No. LCSH is not international.  It is used in many places, but the
policies and practices do not include an attempt to serve international
needs (to judge from discussions of the problem issues that required
policy decisions, when I had a detail to the part of LC that maintains
LCSH).  LCSH is also enormous.  I remember an analysis in the fairly early
days of OAI by Old Dominion that implied that LC didn't use controlled
vocabulary in its subject terms in OAI records, because of the number of
distinct terms in our records.

Back to sets in OAI.

I agree that discussion about what is useful for harvesters is valuable.
If there is good evidence that certain practices for sets work for
certain categories of service providers, data providers who care
about whether or how their stuff appears in those particular services
may take steps to use sets that aren't related to internal processes or
organization.  Absent any such evidence, you can hardly blame them for
doing what is easy.  And for many, there are no resources to do
anything more than a simple technical transformation from internal
records.

For what it's worth, the issue of how early implementer were using sets
was looked at in the technical discussions that led to the development of
version 2 of OAI-PMH.  

"Out of 49 repositories, 39 are using sets. Of these 13 appear to
partition their collection by subject area, 13 by genre, and 9 by source
of records."

See the table at the end of 
http://www.ukoln.ac.uk/distributed-systems/oai/collection-description/whitepaper.html
for more detail.  [Thanks to Andy Powell for being a pack-rat and still
having the file at the URL I found by mining my e-mail!]

It's not clear that anyone was using sets to provide fine-grained subject
breakdowns (which some repositories now are).  There may be communities of
interest where that is useful and feasible, but in the cultural heritage
area (personal papers, digitized, manuscripts, photographs, museum
artifacts, etc.) there is plenty of evidence that agreement on "topical"
terminology and rules for application across heterogeneous domains is
neither feasible, nor indeed helpful.

For the content in the LCOA1 repository, LC has more interest in creating
sets that are useful for Kat Hagedorn (OAIster) and Sara Shreeves (UIUC)
and other service providers that focus on building services that are
likely to serve people to whom our digitized historical content is of
interest.  My sense is that a set breakdown that suits those service
-providers (and this sort of content) would be very different from a
breakdown that is useful for current scientific scholarly communication.
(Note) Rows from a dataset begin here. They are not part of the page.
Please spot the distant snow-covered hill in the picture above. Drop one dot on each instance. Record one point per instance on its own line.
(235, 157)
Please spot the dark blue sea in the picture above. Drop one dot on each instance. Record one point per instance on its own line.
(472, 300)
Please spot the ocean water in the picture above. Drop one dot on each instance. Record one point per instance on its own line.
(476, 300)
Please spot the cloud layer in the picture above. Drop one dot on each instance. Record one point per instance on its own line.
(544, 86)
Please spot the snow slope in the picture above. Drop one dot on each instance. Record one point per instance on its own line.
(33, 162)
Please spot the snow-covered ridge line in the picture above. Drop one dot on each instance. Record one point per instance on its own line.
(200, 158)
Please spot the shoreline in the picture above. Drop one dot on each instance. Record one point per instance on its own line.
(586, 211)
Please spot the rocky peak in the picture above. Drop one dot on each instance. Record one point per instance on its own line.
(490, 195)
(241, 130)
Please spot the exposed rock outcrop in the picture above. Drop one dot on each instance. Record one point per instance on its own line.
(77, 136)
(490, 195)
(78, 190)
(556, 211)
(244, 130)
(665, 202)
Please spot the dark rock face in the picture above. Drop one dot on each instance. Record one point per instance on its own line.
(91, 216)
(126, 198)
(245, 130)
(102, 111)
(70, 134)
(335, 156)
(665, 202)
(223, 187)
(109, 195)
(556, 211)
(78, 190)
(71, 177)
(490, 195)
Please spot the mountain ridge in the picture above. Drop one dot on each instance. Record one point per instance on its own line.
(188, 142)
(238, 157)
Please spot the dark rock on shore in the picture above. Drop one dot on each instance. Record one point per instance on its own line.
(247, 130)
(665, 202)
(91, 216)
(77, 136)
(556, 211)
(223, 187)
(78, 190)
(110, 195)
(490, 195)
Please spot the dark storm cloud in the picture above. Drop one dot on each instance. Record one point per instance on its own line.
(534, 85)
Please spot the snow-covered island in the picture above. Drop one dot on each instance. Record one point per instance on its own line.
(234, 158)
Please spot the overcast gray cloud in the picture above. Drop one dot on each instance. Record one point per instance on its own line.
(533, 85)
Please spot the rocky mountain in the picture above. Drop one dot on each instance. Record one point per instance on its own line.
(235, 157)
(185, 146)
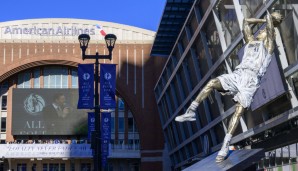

Perhaps providers of production services can indicate if this list
is a useful forum for discussing what practices in relation to sets make
sense to them.  They may be having discussions within a community through
other lists or meetings.

   Caroline Arms                                      caar@loc.gov
   Library of Congress
   Office of Strategic Initiatives

**** All views expressed are personal *********